E la stessa scuola, che mai come
durante la pandemia ha mostrato la sua indispensabilità e centralità nella vita
dei ragazzi, affogata nel mare delle incombenze burocratiche, non riesce ad
appassionare, a suscitare interesse, curiosità. Basti leggere i dati dell’Ocse
sul livello di formazione e delle conoscenze dei nostri ragazzi. Con la
pandemia e con l’isolamento è venuto a
mancare quel “cuscinetto sociale” che la scuola, nonostante le inefficienze,
continua a costituire per i ragazzi: occasione di crescita, di confronto con i
pari, palestra relazionale in cui misurarsi ed esercitarsi per le prove e le
sfide della vita adulta.
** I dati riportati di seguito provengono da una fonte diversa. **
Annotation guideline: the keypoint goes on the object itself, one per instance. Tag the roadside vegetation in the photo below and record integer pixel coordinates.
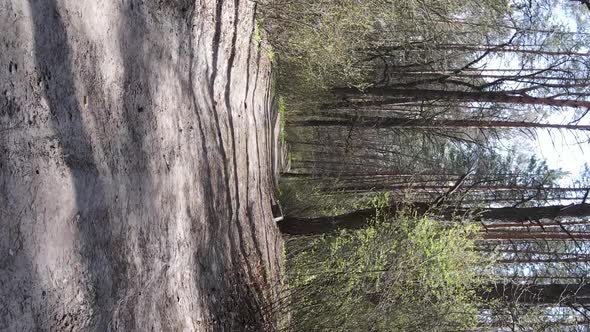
(416, 198)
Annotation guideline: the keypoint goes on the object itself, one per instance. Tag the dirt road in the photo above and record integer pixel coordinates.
(136, 171)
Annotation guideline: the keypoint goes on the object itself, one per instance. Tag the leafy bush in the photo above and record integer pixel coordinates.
(402, 273)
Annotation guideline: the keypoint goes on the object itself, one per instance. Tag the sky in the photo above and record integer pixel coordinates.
(561, 149)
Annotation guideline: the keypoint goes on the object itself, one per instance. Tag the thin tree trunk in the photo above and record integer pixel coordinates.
(360, 218)
(390, 95)
(388, 122)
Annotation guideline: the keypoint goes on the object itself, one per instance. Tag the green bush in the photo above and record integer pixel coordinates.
(405, 274)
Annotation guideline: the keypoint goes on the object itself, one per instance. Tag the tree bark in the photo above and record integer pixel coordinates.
(388, 95)
(394, 122)
(360, 218)
(537, 294)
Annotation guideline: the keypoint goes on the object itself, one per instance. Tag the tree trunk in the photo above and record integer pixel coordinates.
(360, 218)
(538, 294)
(387, 122)
(391, 95)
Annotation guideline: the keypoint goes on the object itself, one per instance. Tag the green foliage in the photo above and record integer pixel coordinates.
(302, 199)
(402, 273)
(257, 35)
(282, 119)
(330, 43)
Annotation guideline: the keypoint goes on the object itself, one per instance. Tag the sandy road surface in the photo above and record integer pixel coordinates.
(135, 166)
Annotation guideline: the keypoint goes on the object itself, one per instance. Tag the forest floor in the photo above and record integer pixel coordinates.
(138, 166)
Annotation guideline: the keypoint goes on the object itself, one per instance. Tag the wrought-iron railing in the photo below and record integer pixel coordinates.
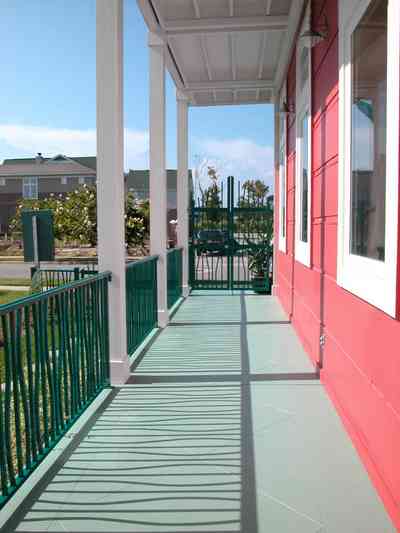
(49, 278)
(54, 360)
(174, 275)
(141, 300)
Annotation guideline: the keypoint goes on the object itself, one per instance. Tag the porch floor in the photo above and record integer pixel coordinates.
(223, 428)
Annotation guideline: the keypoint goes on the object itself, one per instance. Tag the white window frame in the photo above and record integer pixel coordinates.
(282, 173)
(371, 280)
(30, 188)
(303, 108)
La riduzione delle relazioni umane dirette ha
intensificato l’uso dei telefonini, computer e social, che, va detto, hanno
anche avuto una loro funzione positiva: hanno offerto ad esempio la didattica a
distanza. Ma hanno anche aumentato la dipendenza. Di fatto questi congegni, che
sono diventati quasi un prolungamento del nostro corpo (ci sentiamo persi se
dimentichiamo il telefonino o se il computer va in tilt), hanno un forte potere
in quanto uilizzano meccanismi cerebrali
e mentali che sono i medesimi coinvolti in altre forme di dipendenza
psicopatologica (tossicodipendenza, acquisto compulsivo, ecc.): i meccanismi
della ricompensa o reward legati al
neurormone dopamina che provvede la sensazione di piacere. Soprattutto il
cellulare (i cui effetti pericolosi non vengono mai abbastanza sottolineati
perché di fatto è uno strumento utile) offre un contatto costante, tutto
sommato facile, che si può avere in ogni momento, e quindi la sensazione
(illusoria) di avere moltissimi amici e di essere “sulla piazza” cioè non “ignorato”
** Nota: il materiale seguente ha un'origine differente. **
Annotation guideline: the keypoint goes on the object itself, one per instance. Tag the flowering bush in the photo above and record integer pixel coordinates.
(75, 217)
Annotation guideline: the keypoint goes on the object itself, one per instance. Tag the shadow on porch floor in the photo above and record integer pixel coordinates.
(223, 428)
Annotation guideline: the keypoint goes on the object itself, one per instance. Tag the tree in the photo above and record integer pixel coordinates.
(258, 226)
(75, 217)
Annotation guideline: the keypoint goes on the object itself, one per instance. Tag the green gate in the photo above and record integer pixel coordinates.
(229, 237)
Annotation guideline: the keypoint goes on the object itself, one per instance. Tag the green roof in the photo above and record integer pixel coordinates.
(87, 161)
che è forse la cosa che si teme di più. I like poi ti fanno sentire okay,
accettato, ti danno la sensazione di avere valore. Si può lottare contro tutto
ciò? Penso proprio di sì anche se non è facile. Esistono, tra l’altro,
moltissime tecniche di disabituazione che possono essere applicate collettivamente a bambini e ragazzi anche a
scuola. Ma bisogna volerlo e volerlo congiuntamente Scuola e famiglia.
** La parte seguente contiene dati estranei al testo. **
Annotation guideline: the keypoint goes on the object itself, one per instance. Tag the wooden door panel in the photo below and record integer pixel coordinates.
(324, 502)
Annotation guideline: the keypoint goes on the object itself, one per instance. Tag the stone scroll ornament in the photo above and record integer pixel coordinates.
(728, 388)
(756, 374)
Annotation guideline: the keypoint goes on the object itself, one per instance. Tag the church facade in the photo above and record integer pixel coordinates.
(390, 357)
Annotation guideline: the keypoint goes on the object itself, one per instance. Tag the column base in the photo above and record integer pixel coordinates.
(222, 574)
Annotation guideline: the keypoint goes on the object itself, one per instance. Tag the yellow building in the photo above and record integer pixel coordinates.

Colpisce la testimonianza del
padre della piccola Antonella: la bimba avere tre pagine facebook che lui
lasciava tranquillamente utilizzare convinto che vedesse i balletti. Colpisce
ancora di più l’altra tragedia consumatasi a Bari quella di un bimbo di nove
anni trovato impiccato a pochi giorni dalla morte di Antonella. Ora si parla di
voler oscurare le piattaforme, di voler regolamentare in modo più rigoroso
l’accesso dei minori, cosa che si “deve” fare. Ma qui siamo già alla fase
finale del processo dannoso. Il danno incomincia già molto prima: nell’incuria,
nella disattenzione, nell’ assenza degli adulti. E’ impensabile che dopo la tragedia di Palermo
i genitori, tutti, non siano entrati in allarme, non si siano interrogati, non
si siano messi in ascolto. Forse la tragedia di Bari poteva essere evitata. Il
punto è che la nostra mente evoluta di Homo Sapiens ci fa ritenere che il male,
la tragedia, il dolore toccherà sempre agli altri ma non a noi.